New York City Mayor Michael Bloomberg (David Shankbone)
New York City Mayor Michael Bloomberg's crusade against public education is filled with moments that would be ridiculous in their sheer affront to logic, if they weren't devastating people's lives. The New York Times' Michael Powell recounts one such case, of Brooklyn's Bushwick Community High School, where Bloomberg wants to lay off the principal and half the teachers before the start of the next school year, because most of the school's students take longer than six years to graduate from high school.

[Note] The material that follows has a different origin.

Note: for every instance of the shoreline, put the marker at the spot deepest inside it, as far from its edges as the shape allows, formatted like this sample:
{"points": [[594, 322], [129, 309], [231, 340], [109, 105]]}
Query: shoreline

Students taking longer than six years to graduate from high school is a sign a high school isn't doing its job, right? Well, not if the school is, like Bushwick Community, a transfer high school, where students arrive at age 17 or 18 with few credits, having failed at other high schools. If you don't get students until three or four years after they've started high school, and they've maybe completed one year of classes since, it's a pretty fair bet they'll take longer than six years total to graduate.
Powell writes that:
To sit with a dozen of the students at a community center not far from the high school was to watch as one girl nursed a baby and another spoke of living with her child in a shelter. Two had been tossed out of their family homes. Another lived with her grandmother on Coney Island — she commutes one and a half hours each way to this high school in Bushwick. [...]
Yet the Education Department’s report card compares this school with other transfer schools, and gives it a 95 percent grade in improving student attendance, 90 percent for passing the English Regents exam and 100 percent for the math Regents.
But Bloomberg's answer to this is firing half the teachers; his Education Department presents it as an opportunity for the lucky students who are going to lose the teachers who have done what no other teachers could, and taken them from failing to graduating, maybe college-bound:
“This really empowers them to take ownership of this school,” a department spokesman said. “What kind of change can they imagine?”
These students have already changed. They've gone from being surefire high school dropouts to being on track for graduation. Now they face losing the educators and support system that brought them to this point, because Michael Bloomberg apparently doesn't know what a second chance looks like.